PRS DENUNCIA PERSEGUIÇÃO DEPOIS DE EXONERAÇÕES DOS SEUS DIRIGENTES
O presidente em exercício do Partido da Renovação Social (PRS) denunciou hoje, que seu partido está a ser alvo de perseguição depois de vários dirigentes daquela formação partidária terem sido exonerados de funções.
“ Hoje, se fomos fazer analise, o PRS, podemos considerar que está a ser alvo de uma perseguição, sobretudo na exoneração de alguns dos seus dirigentes na administração pública.
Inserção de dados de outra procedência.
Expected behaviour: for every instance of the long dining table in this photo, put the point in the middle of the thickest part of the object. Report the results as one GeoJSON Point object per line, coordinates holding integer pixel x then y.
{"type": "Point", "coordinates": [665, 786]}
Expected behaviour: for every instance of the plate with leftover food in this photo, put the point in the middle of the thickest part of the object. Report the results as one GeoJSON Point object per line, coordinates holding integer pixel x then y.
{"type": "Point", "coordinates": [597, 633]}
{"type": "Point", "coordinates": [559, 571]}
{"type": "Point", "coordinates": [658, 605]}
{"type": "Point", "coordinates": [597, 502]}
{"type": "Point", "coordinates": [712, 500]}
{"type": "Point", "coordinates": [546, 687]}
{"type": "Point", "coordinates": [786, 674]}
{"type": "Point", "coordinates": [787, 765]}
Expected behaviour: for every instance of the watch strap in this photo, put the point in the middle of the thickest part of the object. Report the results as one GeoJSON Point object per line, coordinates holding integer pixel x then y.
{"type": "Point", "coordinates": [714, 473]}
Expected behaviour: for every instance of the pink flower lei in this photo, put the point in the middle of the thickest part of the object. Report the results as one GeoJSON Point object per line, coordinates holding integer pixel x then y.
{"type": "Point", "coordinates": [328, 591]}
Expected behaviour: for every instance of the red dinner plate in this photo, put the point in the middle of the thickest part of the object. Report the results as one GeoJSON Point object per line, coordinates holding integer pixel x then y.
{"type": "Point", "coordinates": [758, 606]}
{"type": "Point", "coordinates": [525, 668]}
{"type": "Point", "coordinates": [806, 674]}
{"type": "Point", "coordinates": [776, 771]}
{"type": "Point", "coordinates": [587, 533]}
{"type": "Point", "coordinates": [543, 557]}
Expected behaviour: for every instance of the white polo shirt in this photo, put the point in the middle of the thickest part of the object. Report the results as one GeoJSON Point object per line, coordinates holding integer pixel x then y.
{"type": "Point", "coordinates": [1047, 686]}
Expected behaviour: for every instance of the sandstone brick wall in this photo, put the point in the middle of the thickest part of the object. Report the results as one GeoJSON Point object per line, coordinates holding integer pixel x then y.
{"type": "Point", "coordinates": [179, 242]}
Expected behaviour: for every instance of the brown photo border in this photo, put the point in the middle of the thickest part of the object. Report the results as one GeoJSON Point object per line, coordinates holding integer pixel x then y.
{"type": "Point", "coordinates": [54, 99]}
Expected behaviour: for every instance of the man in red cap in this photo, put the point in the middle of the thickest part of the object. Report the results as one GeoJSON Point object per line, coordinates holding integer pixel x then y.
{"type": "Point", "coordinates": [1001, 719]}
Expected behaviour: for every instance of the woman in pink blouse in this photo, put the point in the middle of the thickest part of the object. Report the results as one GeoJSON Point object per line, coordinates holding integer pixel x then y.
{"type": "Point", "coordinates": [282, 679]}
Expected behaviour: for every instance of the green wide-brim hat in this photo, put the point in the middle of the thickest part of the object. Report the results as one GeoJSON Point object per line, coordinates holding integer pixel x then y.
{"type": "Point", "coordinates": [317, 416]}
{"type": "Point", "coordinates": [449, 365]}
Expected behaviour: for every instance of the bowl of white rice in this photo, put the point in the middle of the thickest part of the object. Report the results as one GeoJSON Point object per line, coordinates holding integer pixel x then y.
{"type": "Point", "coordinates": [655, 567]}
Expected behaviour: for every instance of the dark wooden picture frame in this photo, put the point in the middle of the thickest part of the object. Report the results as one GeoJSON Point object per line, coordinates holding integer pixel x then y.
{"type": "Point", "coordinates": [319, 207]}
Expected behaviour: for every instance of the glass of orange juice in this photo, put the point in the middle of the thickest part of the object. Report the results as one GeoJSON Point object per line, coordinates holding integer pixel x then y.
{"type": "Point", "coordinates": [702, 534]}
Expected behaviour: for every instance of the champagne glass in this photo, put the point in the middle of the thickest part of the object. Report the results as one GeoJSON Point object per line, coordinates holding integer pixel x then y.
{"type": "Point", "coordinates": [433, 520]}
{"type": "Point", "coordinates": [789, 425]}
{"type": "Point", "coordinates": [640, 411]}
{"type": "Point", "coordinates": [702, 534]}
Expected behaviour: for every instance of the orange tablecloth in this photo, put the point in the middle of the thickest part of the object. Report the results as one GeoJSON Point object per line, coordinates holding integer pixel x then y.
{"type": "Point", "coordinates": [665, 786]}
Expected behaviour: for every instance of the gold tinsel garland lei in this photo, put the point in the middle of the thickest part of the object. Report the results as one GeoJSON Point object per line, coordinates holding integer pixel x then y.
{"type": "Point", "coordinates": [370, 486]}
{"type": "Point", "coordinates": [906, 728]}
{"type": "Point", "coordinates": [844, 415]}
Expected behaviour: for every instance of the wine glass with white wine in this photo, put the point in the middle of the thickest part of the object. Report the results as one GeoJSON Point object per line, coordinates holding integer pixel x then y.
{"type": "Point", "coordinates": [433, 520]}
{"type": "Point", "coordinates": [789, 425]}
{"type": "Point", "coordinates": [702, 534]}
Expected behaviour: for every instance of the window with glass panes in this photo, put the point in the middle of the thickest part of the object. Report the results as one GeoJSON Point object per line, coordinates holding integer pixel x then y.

As exonerações feitas no ministério do comércio e na Camara Municipal de Bissau dá entender que há uma tentativa de perseguição porque sabemos como as mudanças na administração pública são feita, portanto, deve-se respeitar os princípios”, diz garantindo ao coordenador do Movimento para a Alternância Democrática (Madem-G15), Braima Camará que vão continuar a andar de mãos dadas e defender a democracia na Guiné-Bissau.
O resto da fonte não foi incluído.